Method 3 – Dynamic Programming (Edit Distance without Replace)

Intuition

To make a string palindrome using the minimum number of insertions or deletions, we can model the problem as transforming the string into its reverse using only insert and delete operations (no replacements). This is similar to the edit distance problem, but without the replace operation. The minimum number of operations required is the difference between the length of the string and the length of its Longest Common Subsequence (LCS) with its reverse. The LCS represents the largest part of the string that is already a palindrome, and the remaining characters must be inserted or deleted to achieve a palindrome.

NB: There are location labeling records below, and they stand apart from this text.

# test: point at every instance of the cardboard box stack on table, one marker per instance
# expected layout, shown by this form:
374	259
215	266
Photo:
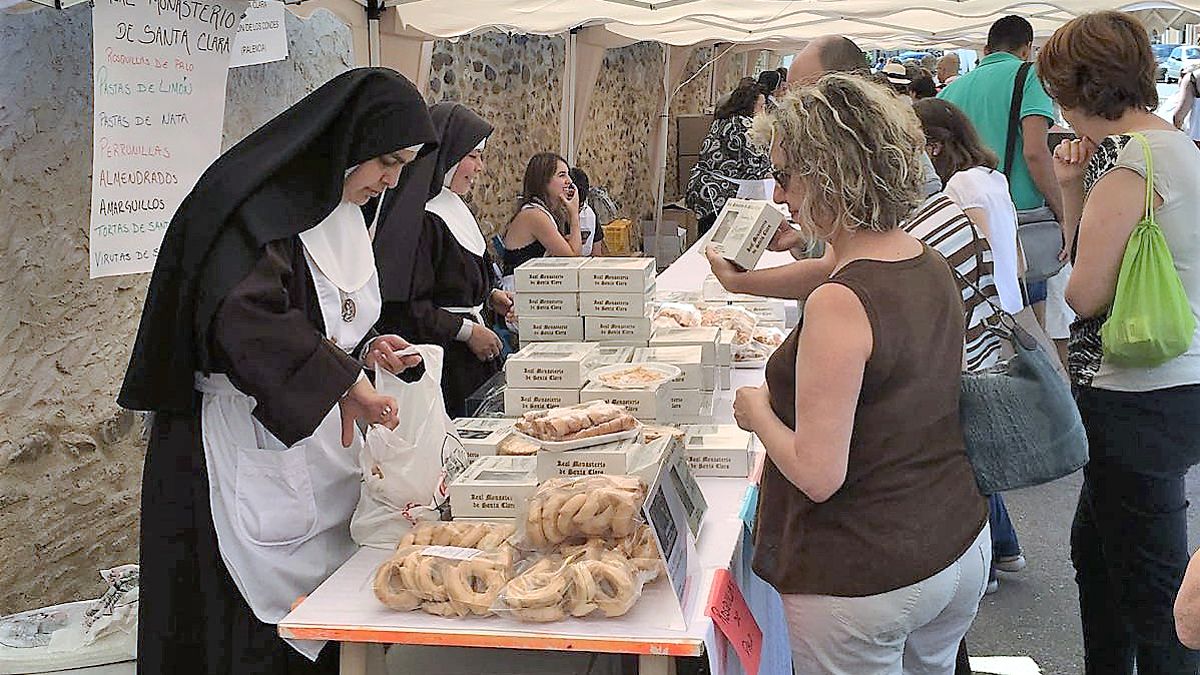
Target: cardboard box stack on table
616	298
546	375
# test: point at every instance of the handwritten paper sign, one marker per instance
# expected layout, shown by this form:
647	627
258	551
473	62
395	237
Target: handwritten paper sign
262	36
160	72
729	610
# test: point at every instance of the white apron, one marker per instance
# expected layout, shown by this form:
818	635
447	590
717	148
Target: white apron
282	514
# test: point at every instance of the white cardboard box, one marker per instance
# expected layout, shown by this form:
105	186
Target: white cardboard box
519	401
643	404
702	416
549	275
684	404
706	336
612	328
495	488
549	365
538	328
689	358
481	435
630	305
607	354
743	230
718	451
535	303
725	348
617	275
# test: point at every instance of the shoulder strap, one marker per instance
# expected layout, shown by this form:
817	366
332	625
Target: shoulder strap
1014	115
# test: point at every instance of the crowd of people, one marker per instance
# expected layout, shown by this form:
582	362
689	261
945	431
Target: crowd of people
339	233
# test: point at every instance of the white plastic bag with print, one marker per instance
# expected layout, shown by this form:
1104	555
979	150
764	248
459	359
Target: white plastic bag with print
406	471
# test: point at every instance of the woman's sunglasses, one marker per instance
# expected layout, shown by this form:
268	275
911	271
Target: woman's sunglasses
781	178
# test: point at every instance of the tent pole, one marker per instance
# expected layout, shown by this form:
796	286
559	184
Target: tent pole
663	142
373	10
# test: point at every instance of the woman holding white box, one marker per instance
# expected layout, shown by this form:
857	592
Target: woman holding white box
859	412
443	294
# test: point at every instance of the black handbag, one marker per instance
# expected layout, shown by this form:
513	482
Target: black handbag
1020	423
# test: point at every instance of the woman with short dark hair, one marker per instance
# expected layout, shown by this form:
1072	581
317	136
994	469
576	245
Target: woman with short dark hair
547	219
1129	537
730	163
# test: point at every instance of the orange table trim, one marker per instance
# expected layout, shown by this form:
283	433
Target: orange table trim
688	647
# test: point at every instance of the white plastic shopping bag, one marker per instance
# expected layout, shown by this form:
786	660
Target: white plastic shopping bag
406	471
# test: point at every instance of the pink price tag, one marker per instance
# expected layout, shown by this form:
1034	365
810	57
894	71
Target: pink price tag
727	608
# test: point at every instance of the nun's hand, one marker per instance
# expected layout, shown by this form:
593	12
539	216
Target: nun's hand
484	344
363	402
729	274
503	304
385	353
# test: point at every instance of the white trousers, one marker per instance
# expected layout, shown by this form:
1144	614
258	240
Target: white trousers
911	631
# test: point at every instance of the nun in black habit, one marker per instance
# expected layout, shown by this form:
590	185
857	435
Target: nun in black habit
263	296
442	290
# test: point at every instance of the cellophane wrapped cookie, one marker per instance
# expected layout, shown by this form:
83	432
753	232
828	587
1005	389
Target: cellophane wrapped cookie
573	509
443	580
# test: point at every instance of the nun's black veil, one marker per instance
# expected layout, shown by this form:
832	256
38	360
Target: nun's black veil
460	131
276	183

For example, consider S = “ababcac” and its reverse S’ = “cacbaba”. We can transform S into S’ as follows:

1

"ababcac" > delete(4) => "ababac" > delete(5) => "ababa" > insert(0,c) => "cababa" > insert(2, c) => "cacbaba"

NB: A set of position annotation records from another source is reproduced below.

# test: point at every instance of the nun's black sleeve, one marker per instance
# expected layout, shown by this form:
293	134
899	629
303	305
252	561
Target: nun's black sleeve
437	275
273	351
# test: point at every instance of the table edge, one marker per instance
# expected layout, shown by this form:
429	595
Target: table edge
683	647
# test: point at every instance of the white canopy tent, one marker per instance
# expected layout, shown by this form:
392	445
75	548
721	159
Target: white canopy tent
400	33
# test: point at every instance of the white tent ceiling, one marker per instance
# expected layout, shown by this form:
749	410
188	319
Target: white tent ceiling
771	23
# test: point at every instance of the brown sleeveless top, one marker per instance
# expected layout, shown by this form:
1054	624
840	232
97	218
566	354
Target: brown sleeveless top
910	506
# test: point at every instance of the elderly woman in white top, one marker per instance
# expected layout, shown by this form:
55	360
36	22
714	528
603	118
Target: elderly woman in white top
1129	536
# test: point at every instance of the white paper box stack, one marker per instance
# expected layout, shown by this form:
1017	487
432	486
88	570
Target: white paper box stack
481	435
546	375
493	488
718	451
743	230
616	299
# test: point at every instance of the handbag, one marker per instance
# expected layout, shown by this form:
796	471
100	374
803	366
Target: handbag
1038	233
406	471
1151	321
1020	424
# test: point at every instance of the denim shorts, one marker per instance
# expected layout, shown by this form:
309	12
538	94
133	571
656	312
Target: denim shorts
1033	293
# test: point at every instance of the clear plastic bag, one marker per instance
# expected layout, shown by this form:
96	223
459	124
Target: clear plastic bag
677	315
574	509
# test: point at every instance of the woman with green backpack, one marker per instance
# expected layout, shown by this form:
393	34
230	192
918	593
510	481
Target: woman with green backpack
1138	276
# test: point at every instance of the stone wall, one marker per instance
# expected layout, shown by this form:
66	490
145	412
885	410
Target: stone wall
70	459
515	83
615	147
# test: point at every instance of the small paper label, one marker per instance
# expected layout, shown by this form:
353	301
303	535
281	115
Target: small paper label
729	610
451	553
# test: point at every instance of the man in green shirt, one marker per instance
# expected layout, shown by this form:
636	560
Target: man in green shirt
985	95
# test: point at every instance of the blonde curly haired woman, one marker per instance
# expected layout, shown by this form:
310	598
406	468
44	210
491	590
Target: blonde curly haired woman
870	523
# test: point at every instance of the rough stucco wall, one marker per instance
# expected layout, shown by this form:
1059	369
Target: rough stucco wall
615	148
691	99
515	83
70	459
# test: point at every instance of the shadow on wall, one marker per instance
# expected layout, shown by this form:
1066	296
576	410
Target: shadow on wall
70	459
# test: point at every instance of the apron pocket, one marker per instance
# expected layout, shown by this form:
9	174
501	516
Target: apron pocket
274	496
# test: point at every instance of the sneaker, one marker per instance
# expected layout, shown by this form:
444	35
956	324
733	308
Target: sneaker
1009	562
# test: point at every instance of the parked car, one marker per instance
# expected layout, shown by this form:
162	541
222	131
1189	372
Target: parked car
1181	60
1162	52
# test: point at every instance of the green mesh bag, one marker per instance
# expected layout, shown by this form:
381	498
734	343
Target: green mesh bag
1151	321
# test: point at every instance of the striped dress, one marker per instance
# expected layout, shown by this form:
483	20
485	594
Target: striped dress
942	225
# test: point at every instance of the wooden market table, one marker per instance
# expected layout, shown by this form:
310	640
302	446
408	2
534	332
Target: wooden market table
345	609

So we need 4 operations to transform S into S’ and hence into a palindrome.

Approach

To solve this problem, we use dynamic programming to find the length of the Longest Common Subsequence (LCS) between the string and its reverse. The LCS represents the largest palindromic part of the string. The minimum number of insertions or deletions required is the difference between the length of the string and the length of its LCS with its reverse.

Here are the steps:

1. Reverse the input string to get rev.
2. Initialize a DP table dp of size (n+1) x (n+1) where n is the length of the string.
3. For each character position i in the original string and j in the reversed string:
   • If s[i-1] == rev[j-1], set dp[i][j] = dp[i-1][j-1] + 1.
   • Otherwise, set dp[i][j] = max(dp[i-1][j], dp[i][j-1]).
4. After filling the DP table, the value at dp[n][n] gives the length of the LCS.
5. The answer is n - dp[n][n], which is the minimum number of insertions or deletions needed to make the string a palindrome.

Code

 1
 2
 3
 4
 5
 6
 7
 8
 9
10
11
12
13
14
15
16
17
18
19

class Solution {
public:
    int minInsertDeleteToPalindrome(string s) {
        string rev = s;
        reverse(rev.begin(), rev.end());
        int n = s.size();
        vector<vector<int>> dp(n+1, vector<int>(n+1, 0));
        for (int i = 1; i <= n; i++) {
            for (int j = 1; j <= n; j++) {
                if (s[i-1] == rev[j-1]) {
                    dp[i][j] = dp[i-1][j-1] + 1;
                } else {
                    dp[i][j] = max(dp[i-1][j], dp[i][j-1]);
                }
            }
        }
        return n - dp[n][n];
    }
};

 1
 2
 3
 4
 5
 6
 7
 8
 9
10
11
12
13
14
15
16
17

class Solution {
    public int minInsertDeleteToPalindrome(String s) {
        String rev = new StringBuilder(s).reverse().toString();
        int n = s.length();
        int[][] dp = new int[n+1][n+1];
        for (int i = 1; i <= n; i++) {
            for (int j = 1; j <= n; j++) {
                if (s.charAt(i-1) == rev.charAt(j-1)) {
                    dp[i][j] = dp[i-1][j-1] + 1;
                } else {
                    dp[i][j] = Math.max(dp[i-1][j], dp[i][j-1]);
                }
            }
        }
        return n - dp[n][n];
    }
}

 1
 2
 3
 4
 5
 6
 7
 8
 9
10
11
12

class Solution:
    def minInsertDeleteToPalindrome(self, s: str) -> int:
        rev: str = s[::-1]
        n: int = len(s)
        dp: list[list[int]] = [[0] * (n + 1) for _ in range(n + 1)]
        for i in range(1, n + 1):
            for j in range(1, n + 1):
                if s[i - 1] == rev[j - 1]:
                    dp[i][j] = dp[i - 1][j - 1] + 1
                else:
                    dp[i][j] = max(dp[i - 1][j], dp[i][j - 1])
        return n - dp[n][n]

Complexity

• ⏰ Time complexity: O(n^2) — We fill a DP table for all substring pairs.
• 🧺 Space complexity: O(n^2) — The DP table stores results for all substring pairs.